Monday, November 26, 2012

When You Have a Dropped Call

Serving in a church that is led by God's call can be confusing. It's difficult enough to discern whether God is calling you to a particular ministry. But how can you tell when the call has dropped?

You've been on the phone, talking with a friend, and just kept going. And going. Suddenly you realize there's a silence which grows longer. Then you know the call was dropped. You don't know how long you were talking into the silence, with no one on the other end of the line. You feel a little foolish.

It's awkward when ministry is like this. Sometimes you keep working long after the connection with God has been broken. And who knows how long it's been? It may have been habit. You may have become so absorbed on your end of things that you didn't realize the conversation was no longer two-way.

What's the solution? Well, after feeling some moments of embarrassment, and, let's face it, a little anger (we're all human after all) you hang up and wait for another call.

What happens next is really important.

You can wait for God to call you into a new ministry. In the words of the Taizé song, "Wait for the Lord whose day is near. Wait for the Lord. Keep watch. Take heart." Farmers especially understand the importance of the fallow field. It takes the land time to recover before something new can grow. Waiting is prayerful time, listening time, discerning time.

But it's equally important to know when to pick up the line and call out to God. Because, as important as listening is in prayer (waiting, too), God's call is not just a one-way dictation. There is an outgoing signal available.

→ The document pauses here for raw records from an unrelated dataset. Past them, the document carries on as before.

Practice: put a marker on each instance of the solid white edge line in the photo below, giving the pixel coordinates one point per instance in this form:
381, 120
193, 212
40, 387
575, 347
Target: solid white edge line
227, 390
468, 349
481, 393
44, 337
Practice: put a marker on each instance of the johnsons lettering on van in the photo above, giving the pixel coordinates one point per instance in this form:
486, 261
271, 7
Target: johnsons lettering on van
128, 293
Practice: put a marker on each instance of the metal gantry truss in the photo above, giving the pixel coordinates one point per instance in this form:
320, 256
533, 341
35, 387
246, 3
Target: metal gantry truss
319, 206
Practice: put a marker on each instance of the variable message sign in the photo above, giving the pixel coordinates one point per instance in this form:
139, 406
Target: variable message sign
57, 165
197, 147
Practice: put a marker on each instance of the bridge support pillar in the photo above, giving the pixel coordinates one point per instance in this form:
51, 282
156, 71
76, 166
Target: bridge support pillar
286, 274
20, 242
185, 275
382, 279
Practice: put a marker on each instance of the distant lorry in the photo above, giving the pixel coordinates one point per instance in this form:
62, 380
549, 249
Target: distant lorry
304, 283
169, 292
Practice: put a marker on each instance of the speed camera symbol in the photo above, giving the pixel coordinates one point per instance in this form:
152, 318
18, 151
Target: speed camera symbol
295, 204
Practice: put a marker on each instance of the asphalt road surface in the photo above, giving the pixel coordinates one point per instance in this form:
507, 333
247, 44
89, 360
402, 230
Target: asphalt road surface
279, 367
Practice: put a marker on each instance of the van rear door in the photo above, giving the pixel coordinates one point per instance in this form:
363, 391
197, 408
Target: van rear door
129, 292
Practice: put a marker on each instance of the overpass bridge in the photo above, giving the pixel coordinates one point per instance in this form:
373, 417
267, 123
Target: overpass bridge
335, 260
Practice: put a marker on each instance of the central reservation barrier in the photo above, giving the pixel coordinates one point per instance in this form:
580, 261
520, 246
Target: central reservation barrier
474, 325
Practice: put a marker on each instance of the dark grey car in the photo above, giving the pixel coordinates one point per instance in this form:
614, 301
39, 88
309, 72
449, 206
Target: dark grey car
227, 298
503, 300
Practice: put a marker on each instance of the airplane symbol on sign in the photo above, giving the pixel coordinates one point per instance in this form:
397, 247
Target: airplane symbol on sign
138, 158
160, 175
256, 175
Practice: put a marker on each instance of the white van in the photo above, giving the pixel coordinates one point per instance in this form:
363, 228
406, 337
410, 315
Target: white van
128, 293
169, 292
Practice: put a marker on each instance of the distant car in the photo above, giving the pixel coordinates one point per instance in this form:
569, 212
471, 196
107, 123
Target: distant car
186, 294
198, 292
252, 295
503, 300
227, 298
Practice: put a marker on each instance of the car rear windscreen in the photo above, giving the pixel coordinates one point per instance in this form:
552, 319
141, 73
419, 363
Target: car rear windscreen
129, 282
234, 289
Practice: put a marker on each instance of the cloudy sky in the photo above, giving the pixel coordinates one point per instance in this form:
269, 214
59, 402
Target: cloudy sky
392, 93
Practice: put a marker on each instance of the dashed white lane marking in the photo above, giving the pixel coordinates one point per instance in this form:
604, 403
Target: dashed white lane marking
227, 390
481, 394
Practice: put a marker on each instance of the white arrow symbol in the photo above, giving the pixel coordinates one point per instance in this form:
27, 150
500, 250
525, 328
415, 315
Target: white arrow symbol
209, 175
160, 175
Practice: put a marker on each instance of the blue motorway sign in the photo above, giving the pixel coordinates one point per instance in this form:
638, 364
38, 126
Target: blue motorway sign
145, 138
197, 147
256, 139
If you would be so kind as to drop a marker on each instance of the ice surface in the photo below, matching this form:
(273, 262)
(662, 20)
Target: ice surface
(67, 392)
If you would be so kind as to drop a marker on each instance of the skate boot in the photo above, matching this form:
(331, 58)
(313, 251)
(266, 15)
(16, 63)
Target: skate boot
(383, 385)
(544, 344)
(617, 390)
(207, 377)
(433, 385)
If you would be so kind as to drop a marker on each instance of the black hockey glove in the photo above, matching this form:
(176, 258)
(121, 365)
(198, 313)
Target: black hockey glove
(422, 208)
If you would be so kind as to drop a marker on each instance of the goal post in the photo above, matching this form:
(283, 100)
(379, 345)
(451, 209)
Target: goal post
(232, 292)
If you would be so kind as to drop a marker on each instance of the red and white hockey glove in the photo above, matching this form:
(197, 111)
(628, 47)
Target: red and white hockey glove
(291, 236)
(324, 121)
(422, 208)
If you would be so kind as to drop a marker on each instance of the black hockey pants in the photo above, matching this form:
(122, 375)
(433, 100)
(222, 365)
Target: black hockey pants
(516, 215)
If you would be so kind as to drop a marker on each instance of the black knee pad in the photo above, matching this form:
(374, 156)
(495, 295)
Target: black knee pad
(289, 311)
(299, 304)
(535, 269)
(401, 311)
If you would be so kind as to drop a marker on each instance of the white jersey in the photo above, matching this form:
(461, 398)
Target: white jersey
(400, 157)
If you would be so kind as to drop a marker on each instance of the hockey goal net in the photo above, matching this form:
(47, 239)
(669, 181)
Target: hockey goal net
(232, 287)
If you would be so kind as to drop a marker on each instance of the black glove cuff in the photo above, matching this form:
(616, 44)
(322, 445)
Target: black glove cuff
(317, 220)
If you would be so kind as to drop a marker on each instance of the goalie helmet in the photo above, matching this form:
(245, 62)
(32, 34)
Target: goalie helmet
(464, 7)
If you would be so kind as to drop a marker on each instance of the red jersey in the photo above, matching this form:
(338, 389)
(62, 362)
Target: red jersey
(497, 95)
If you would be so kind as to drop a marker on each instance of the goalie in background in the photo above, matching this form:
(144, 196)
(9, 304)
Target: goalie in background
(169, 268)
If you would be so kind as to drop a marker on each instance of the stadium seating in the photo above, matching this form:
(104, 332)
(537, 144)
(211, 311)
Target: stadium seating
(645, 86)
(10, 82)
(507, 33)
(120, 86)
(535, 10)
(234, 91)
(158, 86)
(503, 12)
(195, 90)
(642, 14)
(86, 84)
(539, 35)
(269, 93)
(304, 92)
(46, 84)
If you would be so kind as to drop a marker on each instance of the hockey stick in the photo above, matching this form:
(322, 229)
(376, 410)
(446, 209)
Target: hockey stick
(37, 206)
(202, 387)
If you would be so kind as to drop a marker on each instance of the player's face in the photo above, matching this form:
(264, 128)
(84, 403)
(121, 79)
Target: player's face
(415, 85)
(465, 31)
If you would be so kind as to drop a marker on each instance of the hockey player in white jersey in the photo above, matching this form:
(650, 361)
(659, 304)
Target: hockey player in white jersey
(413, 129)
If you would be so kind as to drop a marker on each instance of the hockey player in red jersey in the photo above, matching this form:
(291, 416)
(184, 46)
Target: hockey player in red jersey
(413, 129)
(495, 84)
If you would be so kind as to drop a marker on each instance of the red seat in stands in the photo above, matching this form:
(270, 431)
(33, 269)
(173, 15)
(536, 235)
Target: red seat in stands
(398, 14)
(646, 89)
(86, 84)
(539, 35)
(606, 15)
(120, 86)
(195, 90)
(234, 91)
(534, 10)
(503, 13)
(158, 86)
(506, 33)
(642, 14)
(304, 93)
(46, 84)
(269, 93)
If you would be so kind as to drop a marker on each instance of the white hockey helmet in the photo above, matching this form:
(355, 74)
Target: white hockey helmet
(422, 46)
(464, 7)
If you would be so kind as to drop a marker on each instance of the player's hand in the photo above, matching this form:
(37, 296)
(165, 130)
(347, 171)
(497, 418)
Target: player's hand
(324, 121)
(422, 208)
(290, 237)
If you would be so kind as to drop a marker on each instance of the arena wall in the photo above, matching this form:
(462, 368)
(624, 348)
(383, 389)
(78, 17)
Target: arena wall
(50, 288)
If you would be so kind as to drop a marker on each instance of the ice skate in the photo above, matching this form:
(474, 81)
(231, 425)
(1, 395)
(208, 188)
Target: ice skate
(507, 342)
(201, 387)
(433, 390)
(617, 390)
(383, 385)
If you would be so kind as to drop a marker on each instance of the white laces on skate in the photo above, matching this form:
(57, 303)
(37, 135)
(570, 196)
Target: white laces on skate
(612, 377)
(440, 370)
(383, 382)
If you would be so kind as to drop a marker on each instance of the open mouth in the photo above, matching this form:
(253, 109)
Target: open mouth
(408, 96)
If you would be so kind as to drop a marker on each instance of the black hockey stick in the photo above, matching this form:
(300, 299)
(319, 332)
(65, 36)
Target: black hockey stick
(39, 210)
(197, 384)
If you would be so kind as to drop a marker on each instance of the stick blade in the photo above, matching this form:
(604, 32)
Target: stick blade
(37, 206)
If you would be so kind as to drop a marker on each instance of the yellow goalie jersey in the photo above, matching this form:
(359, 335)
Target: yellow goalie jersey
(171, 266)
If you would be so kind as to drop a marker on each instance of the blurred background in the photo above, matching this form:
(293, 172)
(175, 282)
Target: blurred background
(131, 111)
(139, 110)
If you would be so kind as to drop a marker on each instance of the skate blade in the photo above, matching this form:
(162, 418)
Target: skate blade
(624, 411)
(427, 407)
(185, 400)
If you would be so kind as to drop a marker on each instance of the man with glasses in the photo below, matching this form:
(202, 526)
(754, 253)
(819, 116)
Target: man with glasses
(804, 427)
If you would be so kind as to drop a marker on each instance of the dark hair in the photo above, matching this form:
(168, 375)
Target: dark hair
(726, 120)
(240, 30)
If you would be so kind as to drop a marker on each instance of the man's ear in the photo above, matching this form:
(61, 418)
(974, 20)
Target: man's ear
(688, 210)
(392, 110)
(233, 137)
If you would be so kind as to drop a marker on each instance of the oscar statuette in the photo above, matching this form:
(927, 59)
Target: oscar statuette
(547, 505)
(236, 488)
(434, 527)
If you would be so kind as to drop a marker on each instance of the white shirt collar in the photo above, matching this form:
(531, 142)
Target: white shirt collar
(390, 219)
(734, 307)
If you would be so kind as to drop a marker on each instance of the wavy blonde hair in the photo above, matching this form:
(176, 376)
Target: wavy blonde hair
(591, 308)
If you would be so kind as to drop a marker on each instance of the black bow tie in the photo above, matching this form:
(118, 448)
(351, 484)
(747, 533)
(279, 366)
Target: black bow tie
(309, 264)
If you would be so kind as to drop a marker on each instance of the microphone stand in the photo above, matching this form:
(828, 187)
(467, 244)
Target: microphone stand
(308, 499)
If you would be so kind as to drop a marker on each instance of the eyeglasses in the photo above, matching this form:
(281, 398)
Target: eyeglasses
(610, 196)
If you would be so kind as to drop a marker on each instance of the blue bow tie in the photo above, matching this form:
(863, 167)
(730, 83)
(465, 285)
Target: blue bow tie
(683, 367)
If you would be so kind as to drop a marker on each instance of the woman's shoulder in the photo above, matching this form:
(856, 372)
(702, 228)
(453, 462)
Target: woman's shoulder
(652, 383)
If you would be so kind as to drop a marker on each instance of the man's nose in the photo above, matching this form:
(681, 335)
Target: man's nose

"Tell me: What to do, What comes next, How long, O Lord, how long?" Scripture is full of people just like us calling out to God asking what to do, where to go, what to say, who to meet.

And sometimes the answer will not be very clear. You may have to work your way into hearing God's call. Try out a new ministry. See if it fits. Does the shovel feel right in your hand? Are you well-suited for the job? Perhaps some schooling is required. Or shaking a few trees. Or finding the right people to help.

A dropped call on the phone can be frustrating. But a dropped call to ministry can set you free. You are now free to listen, to experiment, to explore. It can be a hard thing to explain. But if the dropped call happens in a community that truly understands, then you're likely to experience some measure of grace.

I suppose that's my main prayer for you, if you've experienced a dropped call to ministry: a community well-practiced in creating safe, grace-filled space for reconnecting with God. It's also my prayer for the church: That love and grace abound and we listen for God's call together.

Blessings and peace.

Tuesday, November 6, 2012

Jesus, it's Election Day

I wonder what Jesus would make of us. Our representative democracy, that is.

I'm pretty sure he'd be temple-table furious at the way money is poured out, not only in the campaign but as a weapon mightier than any Roman sword. So seldom is money used to empower the weak. It favors the strong. The last will not be first. The last simply get lost in a sea of cash used to manipulate. "Water, water, everywhere but not a drop to drink."

But what would Jesus think in principle about democracy? After all, he had most likely heard of some of the same participatory ideals. The Antiochenes might have been run out of Jerusalem by the Maccabees, and the Greeks and Maccabees alike might have been conquered by Rome, but something of that old Greek idea of a self-ruled demo-cratic people remained in the air.

I wonder what Jesus might have thought about that. He may have been on the fringes of social and political power (consider stories of the rich young man, perhaps a ruler?, coming to him; tax-man Matthew; associate professor Nicodemus, small business builders the Zebedee boys--these we're exceptions, not the rule). He knew that from the margins, truth can be told: pay attention to the hungry, the poor, the blind, the lame, the lonely. Health care, anyone? Come to me.

"You will always have the poor with you" wasn't an excuse but a tragic reality. I imagine Jesus would be surprised to hear we cite him to withhold health care or food. From the fringes, you can tell what people really need.

Messianic hopes were more often than not political. They were also eschatological, yes, but pertained to how justice might be done. And that meant they were also economic. How ironic that Jesus' future hopes from the margins have become packaged in tax breaks for the wealthy.

I suspect Jesus would go to the polls in NYC where the generators are running and the lines stretch for hours and would see a living parable. The kin-dom of heaven is like a woman who stood for hours on a dark line in the cold waiting to vote because in the end it's not about the money but her voice.

When his disciples asked what he meant, he said, "Can't you see? She believes her voice matters. And it should matter to you because it matters to me, and it matters to me because it matters to the one who sent me. Let those with even one good ear to hear, listen up!"